Limitations & Future Work

  • The number of objects (200) is relatively limited; the diversity of covered object categories and materials needs to be expanded.
  • The insertion results exhibit some blurriness, stemming from the inherent limitations of the pretrained SD-Inpaint model.
  • Object pose variations are intentionally restricted and do not cover composition scenarios under different viewpoints/poses.
  • Future work can extend this to video composition, object insertion in dynamic scenes, and other directions.
  • ObjectDrop: The most relevant prior work, but it is not publicly available, features only 1 scene/position per object, and relies on auxiliary training with synthetic data.
  • Paint-by-Example: Trained on synthetic data, underperforming in maintaining object identity.

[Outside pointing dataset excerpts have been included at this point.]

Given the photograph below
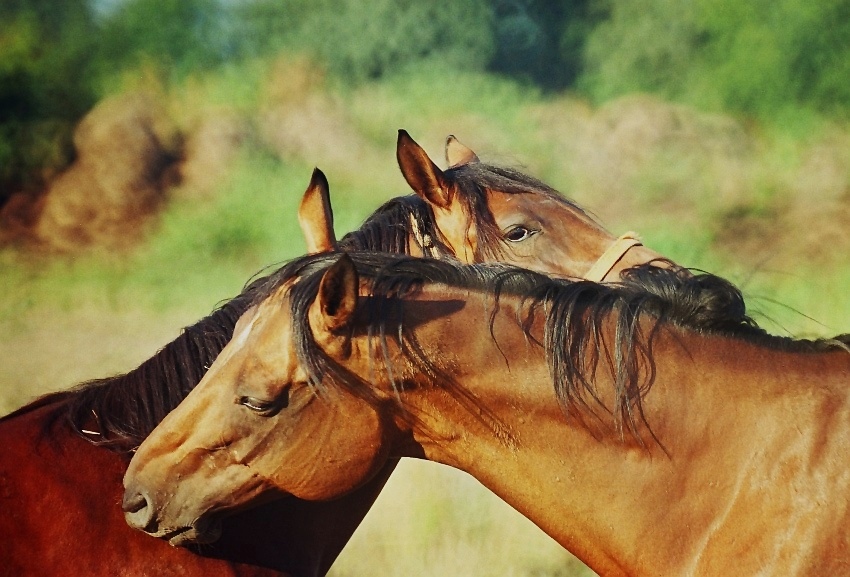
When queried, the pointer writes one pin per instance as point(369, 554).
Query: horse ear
point(333, 309)
point(315, 215)
point(423, 176)
point(457, 154)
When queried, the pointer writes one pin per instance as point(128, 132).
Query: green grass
point(67, 319)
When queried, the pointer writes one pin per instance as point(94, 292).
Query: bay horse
point(64, 455)
point(647, 435)
point(488, 213)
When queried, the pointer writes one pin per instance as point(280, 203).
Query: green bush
point(44, 88)
point(358, 41)
point(756, 57)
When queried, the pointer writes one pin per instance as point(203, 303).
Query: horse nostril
point(138, 511)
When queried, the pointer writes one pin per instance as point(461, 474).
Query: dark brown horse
point(63, 458)
point(648, 436)
point(78, 442)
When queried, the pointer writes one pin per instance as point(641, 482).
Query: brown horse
point(648, 436)
point(486, 213)
point(77, 445)
point(63, 458)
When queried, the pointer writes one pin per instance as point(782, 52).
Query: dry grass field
point(771, 212)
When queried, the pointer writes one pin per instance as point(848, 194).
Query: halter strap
point(612, 256)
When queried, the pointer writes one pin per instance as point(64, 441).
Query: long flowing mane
point(122, 410)
point(119, 412)
point(647, 300)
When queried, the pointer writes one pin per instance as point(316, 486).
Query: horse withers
point(647, 435)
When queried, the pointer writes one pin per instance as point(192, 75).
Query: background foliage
point(754, 58)
point(717, 129)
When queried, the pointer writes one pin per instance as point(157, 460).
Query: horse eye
point(266, 408)
point(518, 234)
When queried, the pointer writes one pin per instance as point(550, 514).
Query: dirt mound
point(125, 147)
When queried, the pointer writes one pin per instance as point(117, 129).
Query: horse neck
point(724, 413)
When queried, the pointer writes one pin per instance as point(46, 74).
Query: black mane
point(473, 180)
point(122, 410)
point(648, 299)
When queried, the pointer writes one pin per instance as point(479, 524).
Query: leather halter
point(612, 256)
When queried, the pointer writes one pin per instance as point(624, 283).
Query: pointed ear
point(333, 309)
point(315, 215)
point(458, 154)
point(421, 173)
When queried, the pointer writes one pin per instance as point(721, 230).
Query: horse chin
point(201, 533)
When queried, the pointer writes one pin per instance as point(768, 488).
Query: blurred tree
point(44, 87)
point(542, 40)
point(359, 41)
point(180, 36)
point(755, 57)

  • AnyDoor/ObjectStitch: State-of-the-art object composition methods that still fall short in shadow generation and color adaptation.

Rating

  • Novelty: 7/10 — The core contribution lies in the dataset construction rather than methodological innovation; the model is only used for validation fine-tuning.

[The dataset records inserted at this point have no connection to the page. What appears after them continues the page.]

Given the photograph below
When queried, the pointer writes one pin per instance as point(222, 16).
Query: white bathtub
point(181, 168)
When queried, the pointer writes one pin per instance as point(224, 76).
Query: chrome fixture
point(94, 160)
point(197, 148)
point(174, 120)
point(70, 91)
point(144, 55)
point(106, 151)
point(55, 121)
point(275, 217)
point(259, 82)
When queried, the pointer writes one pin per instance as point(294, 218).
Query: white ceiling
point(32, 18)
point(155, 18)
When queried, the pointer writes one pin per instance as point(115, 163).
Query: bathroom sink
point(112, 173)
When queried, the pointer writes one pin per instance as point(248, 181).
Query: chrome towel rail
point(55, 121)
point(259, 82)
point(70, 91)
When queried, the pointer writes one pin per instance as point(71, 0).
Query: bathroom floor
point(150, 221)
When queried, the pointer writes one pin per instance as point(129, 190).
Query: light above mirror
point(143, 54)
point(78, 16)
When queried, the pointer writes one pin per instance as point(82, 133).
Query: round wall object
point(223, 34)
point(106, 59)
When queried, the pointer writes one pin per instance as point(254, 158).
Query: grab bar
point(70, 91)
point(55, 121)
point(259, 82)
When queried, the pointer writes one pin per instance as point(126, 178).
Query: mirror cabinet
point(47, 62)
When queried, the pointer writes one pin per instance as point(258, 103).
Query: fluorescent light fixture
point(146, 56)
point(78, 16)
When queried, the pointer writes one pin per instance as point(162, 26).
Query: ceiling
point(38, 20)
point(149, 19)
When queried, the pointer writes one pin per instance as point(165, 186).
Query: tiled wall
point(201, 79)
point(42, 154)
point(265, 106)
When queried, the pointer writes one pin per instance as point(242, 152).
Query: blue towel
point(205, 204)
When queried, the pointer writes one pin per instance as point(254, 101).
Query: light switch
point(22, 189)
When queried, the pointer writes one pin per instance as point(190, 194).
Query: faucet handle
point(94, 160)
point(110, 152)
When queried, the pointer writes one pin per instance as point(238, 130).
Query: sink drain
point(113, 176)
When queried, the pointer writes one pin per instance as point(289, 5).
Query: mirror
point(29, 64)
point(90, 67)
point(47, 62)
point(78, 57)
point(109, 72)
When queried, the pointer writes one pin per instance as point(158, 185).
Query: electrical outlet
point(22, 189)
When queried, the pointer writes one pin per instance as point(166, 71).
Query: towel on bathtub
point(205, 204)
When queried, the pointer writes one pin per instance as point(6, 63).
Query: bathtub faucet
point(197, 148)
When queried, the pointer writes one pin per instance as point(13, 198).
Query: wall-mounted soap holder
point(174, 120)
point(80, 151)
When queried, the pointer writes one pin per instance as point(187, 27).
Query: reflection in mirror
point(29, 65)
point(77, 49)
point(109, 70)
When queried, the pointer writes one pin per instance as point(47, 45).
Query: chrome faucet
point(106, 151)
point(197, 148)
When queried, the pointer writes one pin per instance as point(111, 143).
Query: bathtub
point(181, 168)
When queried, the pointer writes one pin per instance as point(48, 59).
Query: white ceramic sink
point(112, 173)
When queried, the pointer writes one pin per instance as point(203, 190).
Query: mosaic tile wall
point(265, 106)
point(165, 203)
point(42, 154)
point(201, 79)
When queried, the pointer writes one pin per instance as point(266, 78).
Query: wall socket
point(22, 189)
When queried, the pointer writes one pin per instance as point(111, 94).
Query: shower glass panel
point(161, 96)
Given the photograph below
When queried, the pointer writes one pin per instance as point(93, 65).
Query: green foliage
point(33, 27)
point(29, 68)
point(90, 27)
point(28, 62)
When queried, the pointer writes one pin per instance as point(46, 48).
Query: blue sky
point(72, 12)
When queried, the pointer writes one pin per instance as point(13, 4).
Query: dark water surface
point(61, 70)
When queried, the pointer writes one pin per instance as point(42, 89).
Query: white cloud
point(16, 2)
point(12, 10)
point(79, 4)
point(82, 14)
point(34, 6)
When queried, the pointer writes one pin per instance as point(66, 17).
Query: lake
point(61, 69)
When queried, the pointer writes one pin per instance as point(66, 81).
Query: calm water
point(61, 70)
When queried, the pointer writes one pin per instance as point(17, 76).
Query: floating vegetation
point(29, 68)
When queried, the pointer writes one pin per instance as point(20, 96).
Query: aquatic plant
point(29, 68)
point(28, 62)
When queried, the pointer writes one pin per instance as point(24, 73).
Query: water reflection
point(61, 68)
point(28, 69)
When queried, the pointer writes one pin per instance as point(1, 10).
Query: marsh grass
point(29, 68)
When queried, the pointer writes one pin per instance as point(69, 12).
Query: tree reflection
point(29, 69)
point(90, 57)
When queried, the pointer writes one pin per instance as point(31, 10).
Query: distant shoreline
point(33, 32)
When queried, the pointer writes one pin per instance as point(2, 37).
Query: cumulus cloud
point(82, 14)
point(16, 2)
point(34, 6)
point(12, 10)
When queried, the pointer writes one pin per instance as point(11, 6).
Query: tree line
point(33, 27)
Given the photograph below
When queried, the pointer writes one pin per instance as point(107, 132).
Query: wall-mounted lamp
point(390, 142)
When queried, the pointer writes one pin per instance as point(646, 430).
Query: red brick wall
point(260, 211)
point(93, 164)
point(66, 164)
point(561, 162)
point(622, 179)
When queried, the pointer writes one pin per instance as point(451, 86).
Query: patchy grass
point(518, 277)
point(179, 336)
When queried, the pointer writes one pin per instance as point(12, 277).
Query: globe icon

  • Experimental Thoroughness: 8/10 — Multi-dimensional evaluations are provided, including quantitative metrics, user studies, ablation experiments, and data analysis.
  • Writing Quality: 8/10 — The dataset construction process is clearly described with detailed statistical analysis.
  • Value: 8/10 — Fills the gap in real-world object composition datasets and makes a significant contribution to the field.